No, the real reason to doubt Olaf’s responsibility in the arson is that the Baudelaire parents had so many enemies:

  • The Man With Beard But No Hair and the Woman think that Sunny “caused almost as many problems as her parents did” (”The Slippery Slope”, Chapter Six).
  • Esme mentions she hates Beatrice’s guts on several occasions.
  • The Baudelaire parents worked for the “noble” side of the Schism and Beatrice was apparently the owner of the Sugar Bowl. So ANY member of the “villainous” side of VFD would want them dead, too. So people like Georgina and Ernest can also be considered as suspects.

…honestly, it’s a wonder the Baudelaire parents managed to survive for as long as they did. Had Olaf decided not to kill them, someone else within his associates eventually would have.

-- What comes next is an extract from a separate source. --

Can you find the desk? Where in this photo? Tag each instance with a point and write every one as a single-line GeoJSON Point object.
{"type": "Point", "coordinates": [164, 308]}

And I think, on a philosophical level, that this is the reason for Olaf’s ambiguous answer: though he did take part in the arson, he doesn’t see himself as fully accountable. Olaf and the Baudelaire parents were involved in a very large war whose reasons neither of them completely understood, and wars produce casualties. The Baudelaire fire cannot be reduced to Olaf’s personal vendetta.

Another reason Olaf might deny true responsibility is that he just sees this double murder as mere retribution. The Baudelaire parents made him an orphan, so he made sure their children would become orphans. In his eyes, the Baudelaire parents “brought it on themselves” and are solely responsible for their children’s misery.

A big theme of “The End” is that no event in history can be completely understood, because each human being has his/her own secret motivations. This is exemplified by Ishmael, who tries to explain the history of Beatrice’s ring to the Baudelaires, which quickly devolves into a long-winded, tangential story.

The message of “The End” is that we cannot learn everything and that some mysteries unfortunately have to be left unresolved. This acceptation of one’s powerlessness and ignorance is very similar to grief: once someone is dead, we can never hear his/her own version of the truth. The Baudelaire orphans had to accept the fact that they would never truly know what happened on the morning of the Baudelaire fire. So must we.